Per-node timeouts and node-level error handlers require langgraph>=1.2.

Retries

A retry policy automatically re-runs a failed node attempt based on exception type and backoff settings. Pass retry_policy= to add_node:
from langgraph.types import RetryPolicy

builder.add_node(
    "call_api",
    call_api,
    retry_policy=RetryPolicy(max_attempts=3),
)

Default behavior

By default, retry_on uses default_retry_on, which retries on any exception except the following (and their subclasses):
  • ValueError
  • TypeError
  • ArithmeticError
  • ImportError
  • LookupError
  • NameError
  • SyntaxError
  • RuntimeError
  • ReferenceError
  • StopIteration
  • StopAsyncIteration
  • OSError
For exceptions from popular HTTP libraries such as requests and httpx, it only retries on 5xx status codes.
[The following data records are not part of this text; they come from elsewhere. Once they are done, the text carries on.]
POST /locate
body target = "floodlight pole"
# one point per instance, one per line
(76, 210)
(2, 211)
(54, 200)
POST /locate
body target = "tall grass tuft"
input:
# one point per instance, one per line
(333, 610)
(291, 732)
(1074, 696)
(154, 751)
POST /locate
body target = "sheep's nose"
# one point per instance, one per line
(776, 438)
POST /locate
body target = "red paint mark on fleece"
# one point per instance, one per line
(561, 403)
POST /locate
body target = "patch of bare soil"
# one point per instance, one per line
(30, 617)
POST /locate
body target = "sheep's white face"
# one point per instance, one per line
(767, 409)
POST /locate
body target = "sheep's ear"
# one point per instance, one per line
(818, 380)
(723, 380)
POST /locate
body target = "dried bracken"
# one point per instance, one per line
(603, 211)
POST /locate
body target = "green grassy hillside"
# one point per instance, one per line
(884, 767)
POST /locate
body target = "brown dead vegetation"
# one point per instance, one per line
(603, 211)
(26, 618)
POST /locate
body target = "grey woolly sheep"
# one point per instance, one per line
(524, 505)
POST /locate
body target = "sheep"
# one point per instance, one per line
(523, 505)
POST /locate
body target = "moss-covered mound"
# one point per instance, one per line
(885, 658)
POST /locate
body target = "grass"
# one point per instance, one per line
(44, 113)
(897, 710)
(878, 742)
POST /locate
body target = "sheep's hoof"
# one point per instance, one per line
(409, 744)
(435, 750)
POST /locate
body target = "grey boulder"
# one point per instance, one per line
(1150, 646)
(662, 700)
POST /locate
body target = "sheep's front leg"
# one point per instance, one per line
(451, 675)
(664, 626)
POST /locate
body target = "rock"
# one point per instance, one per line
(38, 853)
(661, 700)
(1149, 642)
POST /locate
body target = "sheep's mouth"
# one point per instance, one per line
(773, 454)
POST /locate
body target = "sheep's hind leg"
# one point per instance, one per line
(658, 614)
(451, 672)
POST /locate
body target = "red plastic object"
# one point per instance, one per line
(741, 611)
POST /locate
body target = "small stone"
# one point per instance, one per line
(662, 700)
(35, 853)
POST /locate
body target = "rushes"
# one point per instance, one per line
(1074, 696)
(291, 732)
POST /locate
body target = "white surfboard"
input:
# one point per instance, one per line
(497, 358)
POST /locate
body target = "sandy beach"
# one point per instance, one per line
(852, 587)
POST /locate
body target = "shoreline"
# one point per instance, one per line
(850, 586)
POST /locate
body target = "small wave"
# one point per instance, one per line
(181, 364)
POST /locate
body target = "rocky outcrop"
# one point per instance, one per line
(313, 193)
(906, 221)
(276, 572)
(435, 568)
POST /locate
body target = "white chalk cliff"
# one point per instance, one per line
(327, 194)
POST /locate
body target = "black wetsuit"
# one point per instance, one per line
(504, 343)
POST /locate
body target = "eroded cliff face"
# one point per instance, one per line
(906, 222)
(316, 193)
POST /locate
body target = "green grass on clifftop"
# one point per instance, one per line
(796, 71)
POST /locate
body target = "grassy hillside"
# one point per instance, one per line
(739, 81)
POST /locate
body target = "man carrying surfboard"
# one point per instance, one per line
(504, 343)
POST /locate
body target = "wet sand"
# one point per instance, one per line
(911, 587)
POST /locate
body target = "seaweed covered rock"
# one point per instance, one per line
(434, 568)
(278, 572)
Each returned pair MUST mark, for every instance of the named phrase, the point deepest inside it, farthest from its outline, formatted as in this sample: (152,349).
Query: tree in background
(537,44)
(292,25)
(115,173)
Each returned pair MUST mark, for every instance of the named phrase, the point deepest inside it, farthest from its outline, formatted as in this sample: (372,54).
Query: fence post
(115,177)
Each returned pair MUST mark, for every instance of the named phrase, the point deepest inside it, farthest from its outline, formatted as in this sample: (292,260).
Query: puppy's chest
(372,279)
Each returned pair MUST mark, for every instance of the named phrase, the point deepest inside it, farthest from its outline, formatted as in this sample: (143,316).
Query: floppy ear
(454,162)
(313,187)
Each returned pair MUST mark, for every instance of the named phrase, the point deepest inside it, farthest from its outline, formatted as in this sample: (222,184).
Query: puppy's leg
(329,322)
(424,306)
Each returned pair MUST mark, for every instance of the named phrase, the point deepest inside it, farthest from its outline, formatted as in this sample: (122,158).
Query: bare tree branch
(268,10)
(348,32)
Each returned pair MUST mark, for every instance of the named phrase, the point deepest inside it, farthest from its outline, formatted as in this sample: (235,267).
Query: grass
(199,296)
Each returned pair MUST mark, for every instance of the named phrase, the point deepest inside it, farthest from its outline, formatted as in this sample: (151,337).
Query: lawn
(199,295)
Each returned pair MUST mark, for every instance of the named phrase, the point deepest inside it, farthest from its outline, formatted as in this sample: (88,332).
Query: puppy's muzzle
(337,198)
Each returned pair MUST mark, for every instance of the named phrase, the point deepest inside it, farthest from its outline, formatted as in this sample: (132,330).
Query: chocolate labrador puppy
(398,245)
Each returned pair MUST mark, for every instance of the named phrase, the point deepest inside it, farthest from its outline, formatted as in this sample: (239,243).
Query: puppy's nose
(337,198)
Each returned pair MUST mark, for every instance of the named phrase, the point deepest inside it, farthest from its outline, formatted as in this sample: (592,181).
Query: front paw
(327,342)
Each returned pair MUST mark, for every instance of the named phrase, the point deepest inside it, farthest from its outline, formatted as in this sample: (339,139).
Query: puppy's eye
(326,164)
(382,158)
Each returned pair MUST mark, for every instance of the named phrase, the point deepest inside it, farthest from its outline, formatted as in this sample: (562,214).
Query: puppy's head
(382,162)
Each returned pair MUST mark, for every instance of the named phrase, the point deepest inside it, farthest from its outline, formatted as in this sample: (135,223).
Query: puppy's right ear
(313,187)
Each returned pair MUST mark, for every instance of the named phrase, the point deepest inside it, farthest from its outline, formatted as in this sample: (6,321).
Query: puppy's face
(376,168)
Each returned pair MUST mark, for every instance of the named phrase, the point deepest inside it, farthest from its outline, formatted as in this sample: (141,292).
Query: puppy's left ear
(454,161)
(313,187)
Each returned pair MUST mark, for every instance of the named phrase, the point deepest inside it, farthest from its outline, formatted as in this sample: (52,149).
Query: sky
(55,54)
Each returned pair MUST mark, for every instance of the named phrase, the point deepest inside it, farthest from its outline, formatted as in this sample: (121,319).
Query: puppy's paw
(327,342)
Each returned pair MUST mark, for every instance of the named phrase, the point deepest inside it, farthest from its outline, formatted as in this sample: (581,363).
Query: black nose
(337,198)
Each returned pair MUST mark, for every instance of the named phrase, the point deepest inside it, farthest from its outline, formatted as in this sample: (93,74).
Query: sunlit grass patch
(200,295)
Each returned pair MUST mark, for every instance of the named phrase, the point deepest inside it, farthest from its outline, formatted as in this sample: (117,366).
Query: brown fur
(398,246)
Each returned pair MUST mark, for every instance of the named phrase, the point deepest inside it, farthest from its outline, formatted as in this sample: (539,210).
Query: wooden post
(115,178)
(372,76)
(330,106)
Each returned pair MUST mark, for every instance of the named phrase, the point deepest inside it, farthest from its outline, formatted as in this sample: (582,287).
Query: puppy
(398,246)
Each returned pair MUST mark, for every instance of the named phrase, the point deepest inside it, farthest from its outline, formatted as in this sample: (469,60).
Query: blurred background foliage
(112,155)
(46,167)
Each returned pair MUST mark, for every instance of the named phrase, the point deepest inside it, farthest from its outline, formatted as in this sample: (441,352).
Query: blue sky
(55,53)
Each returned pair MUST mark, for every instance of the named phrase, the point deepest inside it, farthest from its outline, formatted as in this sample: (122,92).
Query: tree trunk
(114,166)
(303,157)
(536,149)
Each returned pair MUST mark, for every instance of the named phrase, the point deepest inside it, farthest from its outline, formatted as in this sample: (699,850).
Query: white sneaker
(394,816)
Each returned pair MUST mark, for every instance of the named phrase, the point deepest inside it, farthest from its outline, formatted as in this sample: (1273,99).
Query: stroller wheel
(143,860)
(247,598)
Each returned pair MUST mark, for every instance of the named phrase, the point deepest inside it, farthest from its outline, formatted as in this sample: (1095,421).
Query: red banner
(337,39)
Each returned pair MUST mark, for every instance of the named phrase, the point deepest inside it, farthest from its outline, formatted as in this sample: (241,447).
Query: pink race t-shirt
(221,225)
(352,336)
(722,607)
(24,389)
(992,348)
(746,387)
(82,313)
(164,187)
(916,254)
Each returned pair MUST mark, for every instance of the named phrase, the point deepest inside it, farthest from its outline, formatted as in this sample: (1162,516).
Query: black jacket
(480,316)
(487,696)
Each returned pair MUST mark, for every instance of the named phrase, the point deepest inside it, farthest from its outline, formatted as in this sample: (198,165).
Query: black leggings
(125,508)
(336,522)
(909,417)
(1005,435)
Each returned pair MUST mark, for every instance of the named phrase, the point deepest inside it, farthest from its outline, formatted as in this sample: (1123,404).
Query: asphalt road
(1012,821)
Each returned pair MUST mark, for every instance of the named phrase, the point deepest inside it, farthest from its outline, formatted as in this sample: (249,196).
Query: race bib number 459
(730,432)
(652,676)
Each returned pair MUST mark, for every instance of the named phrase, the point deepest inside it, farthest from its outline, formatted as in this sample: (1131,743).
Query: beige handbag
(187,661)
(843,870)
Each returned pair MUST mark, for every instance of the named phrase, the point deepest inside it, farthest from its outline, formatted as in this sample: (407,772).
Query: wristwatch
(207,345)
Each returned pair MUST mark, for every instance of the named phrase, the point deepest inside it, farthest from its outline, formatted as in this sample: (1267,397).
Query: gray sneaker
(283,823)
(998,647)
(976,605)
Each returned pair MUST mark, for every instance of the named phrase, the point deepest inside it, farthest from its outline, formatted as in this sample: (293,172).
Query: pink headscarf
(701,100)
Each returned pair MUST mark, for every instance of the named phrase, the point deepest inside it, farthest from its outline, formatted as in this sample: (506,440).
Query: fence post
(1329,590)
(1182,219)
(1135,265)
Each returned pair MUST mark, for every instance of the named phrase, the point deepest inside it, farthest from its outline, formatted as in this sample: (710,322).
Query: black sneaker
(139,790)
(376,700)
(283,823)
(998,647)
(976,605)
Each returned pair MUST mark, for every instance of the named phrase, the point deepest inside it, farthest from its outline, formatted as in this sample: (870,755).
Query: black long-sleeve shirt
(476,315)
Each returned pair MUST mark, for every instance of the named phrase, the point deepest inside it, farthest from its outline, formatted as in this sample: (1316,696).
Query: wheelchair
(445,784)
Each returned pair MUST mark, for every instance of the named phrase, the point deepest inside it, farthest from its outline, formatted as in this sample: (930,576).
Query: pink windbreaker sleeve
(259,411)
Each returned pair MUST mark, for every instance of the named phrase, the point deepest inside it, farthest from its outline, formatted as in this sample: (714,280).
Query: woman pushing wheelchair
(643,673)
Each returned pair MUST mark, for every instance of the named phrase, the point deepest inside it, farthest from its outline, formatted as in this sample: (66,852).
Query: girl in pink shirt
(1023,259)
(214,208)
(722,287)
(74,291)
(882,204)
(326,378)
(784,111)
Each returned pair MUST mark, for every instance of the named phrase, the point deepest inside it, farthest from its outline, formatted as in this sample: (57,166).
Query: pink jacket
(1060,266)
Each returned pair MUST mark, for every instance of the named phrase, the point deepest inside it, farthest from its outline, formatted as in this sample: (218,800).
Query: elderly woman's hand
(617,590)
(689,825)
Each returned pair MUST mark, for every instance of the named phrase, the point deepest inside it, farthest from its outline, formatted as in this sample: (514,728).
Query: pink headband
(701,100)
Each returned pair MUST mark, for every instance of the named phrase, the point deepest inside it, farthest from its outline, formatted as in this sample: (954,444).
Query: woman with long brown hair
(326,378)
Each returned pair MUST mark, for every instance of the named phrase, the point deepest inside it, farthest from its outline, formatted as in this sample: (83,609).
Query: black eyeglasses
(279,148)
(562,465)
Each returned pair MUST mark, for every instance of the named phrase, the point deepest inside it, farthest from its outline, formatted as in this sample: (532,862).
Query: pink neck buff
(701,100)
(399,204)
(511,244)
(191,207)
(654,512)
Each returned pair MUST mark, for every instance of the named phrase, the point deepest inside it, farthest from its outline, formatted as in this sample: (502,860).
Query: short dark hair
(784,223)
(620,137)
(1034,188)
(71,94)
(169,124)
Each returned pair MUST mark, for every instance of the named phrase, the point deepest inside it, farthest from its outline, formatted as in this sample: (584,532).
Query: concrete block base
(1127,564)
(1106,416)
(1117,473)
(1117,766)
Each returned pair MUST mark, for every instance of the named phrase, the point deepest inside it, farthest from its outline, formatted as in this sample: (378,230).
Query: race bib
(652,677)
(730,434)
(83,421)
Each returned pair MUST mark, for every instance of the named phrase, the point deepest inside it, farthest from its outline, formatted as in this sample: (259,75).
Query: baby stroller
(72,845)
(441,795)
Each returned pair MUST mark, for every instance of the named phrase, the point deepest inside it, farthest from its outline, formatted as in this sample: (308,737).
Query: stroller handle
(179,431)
NodeTimeoutError is retryable by default.

Parameters

ParameterTypeDefaultDescription
max_attemptsint3Maximum number of attempts, including the first.
initial_intervalfloat0.5Seconds before the first retry.
backoff_factorfloat2.0Multiplier applied to the interval after each retry.
max_intervalfloat128.0Maximum seconds between retries.
jitterboolTrueAdd random jitter to the interval.
retry_ontype[Exception] | Sequence[type[Exception]] | Callable[[Exception], bool]default_retry_onExceptions to retry on, or a callable returning True for retryable exceptions.

Custom retry logic

Pass a callable or exception type to retry_on. Import default_retry_on to extend the default behavior:
from langgraph.types import RetryPolicy, default_retry_on

def custom_retry_on(exc: BaseException) -> bool:
    if isinstance(exc, MyCustomError):
        return False
    return default_retry_on(exc)

builder.add_node(
    "call_api",
    call_api,
    retry_policy=RetryPolicy(max_attempts=3, retry_on=custom_retry_on),
)

Inspect retry state

Use runtime.execution_info inside a node to inspect the current attempt number. This is useful for switching to a fallback when the primary call keeps failing:
from langgraph.graph import StateGraph, START, END
from langgraph.runtime import Runtime
from langgraph.types import RetryPolicy
from typing_extensions import TypedDict

class State(TypedDict):
    result: str

def my_node(state: State, runtime: Runtime) -> State:
    if runtime.execution_info.node_attempt > 1:
        return {"result": call_fallback_api()}
    return {"result": call_primary_api()}

builder = StateGraph(State)
builder.add_node("my_node", my_node, retry_policy=RetryPolicy(max_attempts=3))
builder.add_edge(START, "my_node")
builder.add_edge("my_node", END)
execution_info exposes the following fields:
AttributeTypeDescription
node_attemptintCurrent attempt number (1-indexed). 1 on the first try, 2 on the first retry, etc.
node_first_attempt_timefloat | NoneUnix timestamp of when the first attempt started. Constant across retries.
thread_idstr | NoneThread ID for the current execution. None without a checkpointer.
run_idstr | NoneRun ID for the current execution. None when not provided in config.
checkpoint_idstrCheckpoint ID for the current execution.
task_idstrTask ID for the current execution.
execution_info is available even without a retry policy—node_attempt defaults to 1.

Timeouts

Requires langgraph>=1.2.
The timeout= parameter on add_node caps how long a single node attempt may run. Pass a number (seconds), a timedelta, or a TimeoutPolicy for separate run and idle limits:
from datetime import timedelta
from langgraph.types import TimeoutPolicy

# Simple wall-clock cap
builder.add_node("call_model", call_model, timeout=60)
builder.add_node("call_model", call_model, timeout=timedelta(minutes=2))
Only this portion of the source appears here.